Por el mismo desfiladero por donde hacía un momento entre monte y neblina mi mirada errante vio desaparecer a la gran danta llevando plácidamente el cuerpo de la más hermosa mujer que hasta hoy han visto mis ojos, emergia Juan, haciendo pininos para no rodar cerro abajo, seguido por Joseguia, quien inclinaba su cabeza como oliendo las piedras para apoyar su cuerpo con la habilidad de un burro escalador cargado con dos sacos de alimento.
Busqué el rastro imaginario dejado por la danta para que Juan y Joseguia alcanzaran el pináculo al borde de aquel barrancón.
Una vez en lugar seguro, repetimos varias veces el mismo grito:
—Juuuejua—.
Para avisar a mi padre y a mi otro hermano que ya la búsqueda había terminado, camino a la chimenea, donde mi padre había pautado el encuentro, le pregunté a Juan
—¿No la viste?—
El ímpetu con que hice la pregunta despertó una curiosidad inusitada en Juan
—¿A quien, a quien?. Dijo casi sin pausa.
Adiviné que no la había visto, era insólito que la figura de una mujer de bronce desnuda, con ojos acuáticos, montando una enorme danta pasaran desapercibido ante los ojos de un humano y un burro.
Vacilé un poco y resolví mi respuesta de este modo:
— !mmm… a… la… chimenea¡, locote, te habría servido de guía, como…un faro. ¿Ves?.
Obviamente que ni Juan ni Joseguia habían visto a la reina de los ojos de agua. —!Yo si la vi¡—

5 Me gusta

Me encanta la descripción exacta que haces de la tierra, de las personas, de joseguia y ese halo de misterio de la reina de los ojos de agua, este relato tiene de todo lo que se necesita para atrapar a un lector, a mí me atrapó, tu tienes mucho material para seguir relatando. Te abrazo con agradecimiento por este regalo generoso que son tus relatos.

1 me gusta

Eres un gran cronista
Muchas felicidades :confetti_ball:

1 me gusta

Este relato esta basado en la obra de Gilberto Anotolinez , quien fue pionero en la divulgación de esta leyenda, que luego se convirtió en mito popular. Gracias por tu lectura.

Muchas Gracias Mute , saludos por México.

1 me gusta

Un mito muy bien descrito por ti, la verdad que me encantan tus relatos, tienes una fructífera imaginación

Maravillosa leyenda, admirado Domingo, me ha transportado a… seguramente mi imaginación no puede reproducir la imagen que tú tendrás, pero me ha transportado a un lugar lejano, exótico, que me embobaría y donde los nombres de plantas y animales tienen una musicalidad muy especial. Creo que viste a esa reina y que nos regalas un gran relato

2 Me gusta

Algo similar me ocurre con el León Zahorí. que sin verlo, me imagino su canto y sus paisajes. es la magia de las palabras. Gracias Ruache por leer.

1 me gusta

Jajaja me encanta leerte amigo !!! :clap::clap::clap: Aplausos, flores y lunas para este encantador relato !!!

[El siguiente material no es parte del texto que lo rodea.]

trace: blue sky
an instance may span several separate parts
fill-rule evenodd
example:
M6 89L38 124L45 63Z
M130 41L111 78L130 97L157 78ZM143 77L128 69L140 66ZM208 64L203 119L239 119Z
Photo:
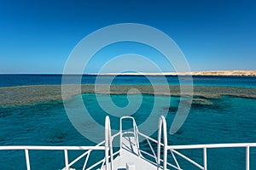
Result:
M255 8L253 1L236 0L3 0L0 73L61 73L69 54L86 35L126 22L166 33L182 49L192 71L255 70ZM129 53L124 45L116 48L119 54ZM140 50L148 53L147 48ZM96 64L104 56L92 60L88 72L96 71L93 65L101 67ZM155 60L159 65L165 63L160 57ZM169 71L168 65L160 66Z

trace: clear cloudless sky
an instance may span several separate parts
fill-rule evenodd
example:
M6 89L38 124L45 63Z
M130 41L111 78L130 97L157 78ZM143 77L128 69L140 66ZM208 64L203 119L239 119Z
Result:
M166 33L192 71L255 70L255 8L247 0L1 0L0 73L61 73L86 35L127 22Z

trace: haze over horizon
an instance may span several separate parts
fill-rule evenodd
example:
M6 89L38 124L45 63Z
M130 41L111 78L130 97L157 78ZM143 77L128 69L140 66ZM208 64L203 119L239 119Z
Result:
M87 35L119 23L148 25L171 37L192 71L256 70L254 1L1 1L0 74L61 74L73 48ZM103 48L86 73L112 58L139 54L173 71L156 50L134 42ZM144 72L154 72L143 62ZM107 72L115 72L117 63Z

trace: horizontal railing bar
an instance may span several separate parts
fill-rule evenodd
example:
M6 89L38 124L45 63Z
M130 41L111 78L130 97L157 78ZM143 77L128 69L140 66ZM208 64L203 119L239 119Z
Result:
M175 150L172 150L171 151L174 152L175 154L178 155L179 156L183 157L183 159L187 160L188 162L189 162L190 163L192 163L193 165L196 166L197 167L201 168L201 169L204 169L204 167L201 165L199 165L198 163L196 163L195 161L191 160L190 158L187 157L186 156L176 151Z
M105 146L0 146L0 150L105 150Z
M203 148L237 148L237 147L256 147L256 143L234 143L234 144L188 144L188 145L168 145L167 150L184 149L203 149Z
M139 131L138 131L138 134L141 135L142 137L145 138L145 139L148 139L149 140L151 140L151 141L153 141L153 142L154 142L154 143L156 143L156 144L158 143L157 140L155 140L155 139L150 138L149 136L147 136L146 134L143 134L143 133L140 133ZM163 144L162 143L160 143L160 145L161 145L161 146L164 146L164 144Z

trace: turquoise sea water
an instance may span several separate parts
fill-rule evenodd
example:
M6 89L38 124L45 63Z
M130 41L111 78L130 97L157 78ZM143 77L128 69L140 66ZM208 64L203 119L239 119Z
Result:
M14 76L15 78L14 78ZM90 77L91 78L91 77ZM157 77L156 77L157 78ZM0 76L1 86L18 86L30 84L59 84L60 76ZM49 79L49 83L47 80ZM90 79L90 78L89 78ZM173 79L172 82L171 79ZM20 80L20 83L16 82ZM22 80L22 81L21 81ZM141 76L121 76L116 83L148 83ZM177 77L172 76L169 83L177 83ZM176 82L175 82L176 81ZM195 85L256 87L256 77L214 77L196 76ZM93 81L91 82L93 82ZM218 82L219 82L218 84ZM102 100L108 96L99 95ZM113 101L124 107L128 104L126 95L112 95ZM139 94L133 94L137 99ZM158 98L170 98L158 96ZM90 116L103 126L105 116L108 115L99 106L95 94L83 94L85 106ZM76 97L72 99L75 102ZM138 125L148 117L154 95L143 95L140 109L132 115ZM167 111L167 128L172 122L178 97L171 97L168 105L157 108L157 114ZM168 135L169 144L243 143L256 142L256 100L253 99L222 96L220 99L207 99L211 105L195 102L183 127L173 135ZM110 116L112 127L119 129L118 118ZM152 122L157 127L158 119ZM90 122L84 128L90 128ZM97 132L103 139L104 132ZM156 138L156 133L152 137ZM94 145L95 143L81 135L70 122L61 101L43 102L33 105L0 107L0 145ZM143 141L141 145L145 144ZM147 149L146 149L147 150ZM251 169L256 169L256 149L251 149ZM61 169L64 167L63 151L31 151L32 169ZM70 159L79 151L70 153ZM184 152L193 159L202 162L202 150ZM102 153L103 154L103 153ZM90 162L102 155L100 151L92 155ZM208 169L245 169L245 149L208 150ZM83 160L84 161L84 160ZM83 162L74 166L81 168ZM183 169L196 169L183 162ZM25 169L23 151L0 150L0 169Z

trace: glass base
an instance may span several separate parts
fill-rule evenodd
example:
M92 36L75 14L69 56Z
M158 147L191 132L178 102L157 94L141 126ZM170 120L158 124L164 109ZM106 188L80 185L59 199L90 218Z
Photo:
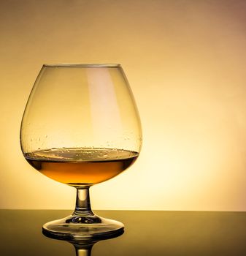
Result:
M43 233L61 240L101 240L123 233L124 225L96 215L70 215L45 224Z

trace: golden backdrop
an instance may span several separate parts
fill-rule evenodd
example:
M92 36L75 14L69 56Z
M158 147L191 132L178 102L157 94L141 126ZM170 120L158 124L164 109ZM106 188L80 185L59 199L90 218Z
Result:
M44 63L120 63L143 147L91 189L93 208L246 211L246 2L0 3L0 208L70 208L74 189L26 162L19 130Z

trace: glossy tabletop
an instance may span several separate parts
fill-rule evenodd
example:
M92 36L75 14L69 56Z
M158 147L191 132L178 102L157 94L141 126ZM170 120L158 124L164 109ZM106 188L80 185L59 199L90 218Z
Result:
M125 225L91 255L246 255L246 212L96 211ZM45 236L42 225L71 211L1 210L1 255L76 255L67 241ZM81 252L77 253L85 255Z

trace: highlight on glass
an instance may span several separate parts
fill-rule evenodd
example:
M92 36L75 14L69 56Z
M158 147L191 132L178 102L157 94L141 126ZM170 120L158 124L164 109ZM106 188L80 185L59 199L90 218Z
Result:
M73 214L43 226L64 238L91 238L123 230L96 216L89 188L121 173L139 156L137 108L120 64L43 65L20 128L23 154L36 170L77 189Z

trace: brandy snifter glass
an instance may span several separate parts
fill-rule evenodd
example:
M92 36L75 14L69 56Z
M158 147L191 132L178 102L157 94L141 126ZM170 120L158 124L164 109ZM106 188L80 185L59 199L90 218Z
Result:
M91 211L89 188L121 173L142 145L139 118L120 64L43 65L20 129L22 151L45 176L77 189L74 213L46 223L64 238L99 238L123 230Z

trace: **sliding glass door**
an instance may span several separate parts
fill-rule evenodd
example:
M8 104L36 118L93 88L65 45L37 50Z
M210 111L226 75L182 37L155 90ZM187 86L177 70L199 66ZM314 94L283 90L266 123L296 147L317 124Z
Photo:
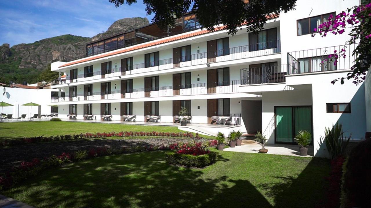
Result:
M276 142L295 143L294 137L301 130L312 134L311 106L276 107L275 117Z

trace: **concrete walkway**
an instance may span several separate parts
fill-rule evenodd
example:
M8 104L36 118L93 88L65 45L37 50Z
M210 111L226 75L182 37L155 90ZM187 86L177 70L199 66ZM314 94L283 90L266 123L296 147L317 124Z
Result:
M299 155L299 148L298 145L293 144L268 144L265 146L268 154L303 157ZM258 150L261 148L262 146L253 140L243 140L241 146L226 148L224 151L256 153L259 153ZM313 146L308 147L308 155L306 157L312 157L313 152Z

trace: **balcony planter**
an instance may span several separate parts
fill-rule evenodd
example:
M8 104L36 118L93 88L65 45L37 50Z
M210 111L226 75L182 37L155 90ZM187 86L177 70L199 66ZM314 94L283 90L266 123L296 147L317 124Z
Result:
M231 147L236 147L236 141L230 141L229 146Z
M187 121L182 120L180 121L181 126L186 126L187 125Z
M299 148L299 153L300 156L306 156L308 153L308 148Z
M242 140L237 140L237 141L236 141L236 146L241 146L241 145L242 144Z
M217 145L218 150L220 151L223 151L223 150L224 149L224 144L220 144Z

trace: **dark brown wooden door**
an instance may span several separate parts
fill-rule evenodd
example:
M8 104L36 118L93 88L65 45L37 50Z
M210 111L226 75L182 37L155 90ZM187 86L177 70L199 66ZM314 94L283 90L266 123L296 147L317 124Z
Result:
M214 62L216 60L216 40L207 41L207 62Z
M106 74L107 73L107 70L106 70L106 67L107 67L106 66L106 63L102 63L102 65L101 66L102 68L101 68L101 69L102 72L101 73L101 74L102 74L102 78L105 77Z
M106 83L101 83L101 99L104 99L104 95L106 91Z
M173 95L180 94L180 74L173 75Z
M121 103L120 104L120 115L128 115L126 112L126 103Z
M144 102L144 115L151 115L152 113L151 112L152 109L152 102L150 101ZM144 121L145 121L145 118Z
M174 67L180 66L181 48L175 48L173 49L173 67Z
M216 93L216 85L218 82L218 75L217 69L209 69L207 70L207 93Z
M218 115L218 100L209 99L207 100L207 123L211 124L211 117Z
M125 94L126 92L126 80L121 80L121 98L125 98Z
M144 77L144 97L151 96L151 77Z

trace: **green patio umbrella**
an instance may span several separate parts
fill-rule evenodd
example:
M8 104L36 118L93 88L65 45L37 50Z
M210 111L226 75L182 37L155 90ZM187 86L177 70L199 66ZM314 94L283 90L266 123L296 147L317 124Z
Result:
M32 106L40 106L40 105L39 104L36 104L36 103L34 103L31 102L31 103L26 103L25 104L23 104L22 105L24 106L31 106L31 110L30 111L30 118L31 118L31 115L32 114Z
M6 107L7 106L13 106L13 105L12 104L9 104L5 102L3 102L2 101L0 102L0 106L1 106L1 120L3 120L3 107Z

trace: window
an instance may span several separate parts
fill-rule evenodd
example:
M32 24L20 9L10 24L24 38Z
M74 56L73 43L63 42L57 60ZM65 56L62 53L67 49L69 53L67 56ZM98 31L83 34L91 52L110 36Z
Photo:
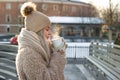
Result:
M6 9L10 10L11 9L11 4L10 3L6 3Z
M11 15L7 14L6 15L6 23L10 23L11 22Z
M47 11L47 8L48 8L47 4L42 4L42 9L43 10Z
M53 5L53 10L58 11L59 6L58 5Z

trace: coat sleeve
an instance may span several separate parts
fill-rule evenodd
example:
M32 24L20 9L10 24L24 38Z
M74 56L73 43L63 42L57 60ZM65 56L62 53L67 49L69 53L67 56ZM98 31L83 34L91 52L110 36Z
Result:
M34 54L29 50L30 53ZM23 66L23 71L27 75L28 80L64 80L64 67L66 59L64 55L53 54L48 66L44 61L38 59L34 55L27 55Z

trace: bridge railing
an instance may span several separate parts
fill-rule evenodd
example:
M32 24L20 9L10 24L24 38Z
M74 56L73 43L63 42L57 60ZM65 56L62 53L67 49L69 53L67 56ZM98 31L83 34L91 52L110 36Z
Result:
M89 55L90 43L67 43L67 58L84 58Z

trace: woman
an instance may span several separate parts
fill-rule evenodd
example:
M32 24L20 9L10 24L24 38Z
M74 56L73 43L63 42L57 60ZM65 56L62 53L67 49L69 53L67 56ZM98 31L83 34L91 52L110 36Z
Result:
M25 17L25 28L18 36L19 80L64 80L65 48L50 49L50 20L32 2L22 5L21 14Z

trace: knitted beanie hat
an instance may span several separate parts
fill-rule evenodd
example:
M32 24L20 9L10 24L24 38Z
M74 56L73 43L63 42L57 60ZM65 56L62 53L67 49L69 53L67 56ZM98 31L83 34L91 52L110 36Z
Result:
M50 26L48 16L36 10L36 5L32 2L26 2L21 7L21 14L25 17L25 28L27 30L38 32L46 26Z

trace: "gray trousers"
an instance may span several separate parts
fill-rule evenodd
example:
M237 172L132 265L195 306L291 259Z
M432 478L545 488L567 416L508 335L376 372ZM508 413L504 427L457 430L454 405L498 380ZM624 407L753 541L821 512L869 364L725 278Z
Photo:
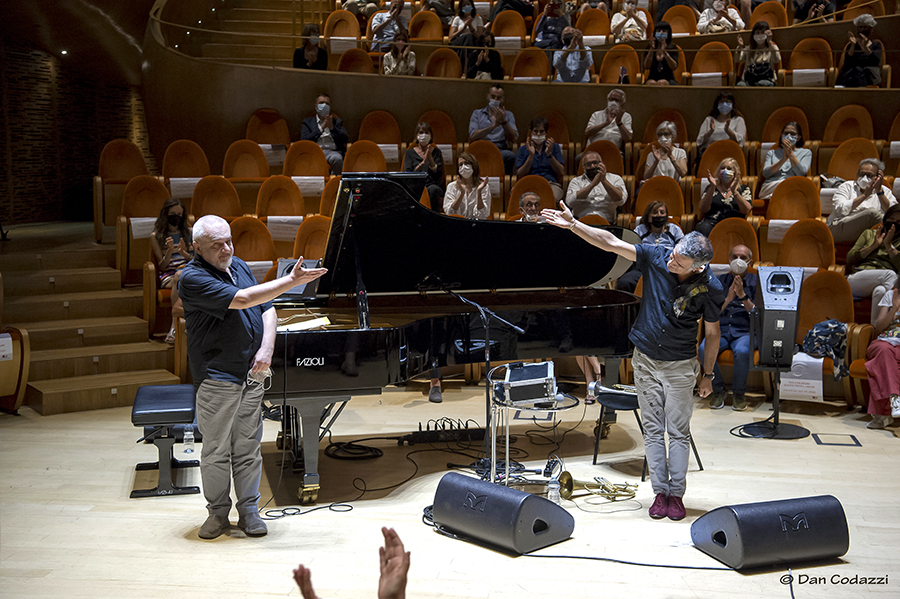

Tengo unas preguntas pero las guardaré para la siguiente tertulia !! :scream::scream::scream:

Abrazos cálidos,
:hugs::cherry_blossom:

1 me gusta

Ya vienen las tertulias, si no las hemos reanudado en este invierno, es por exceso de trabajo, pero pronto nos desataremos y compartiremos con el mismo afecto de siempre. —se te quiere mucho—

1 me gusta

Sí, acá también me han tenido muy ocupada :sweat: pues las esperaré con mucha emoción !!! :hugs::hugs::hugs:

Igualmente para ustedes, los queremos mucho !!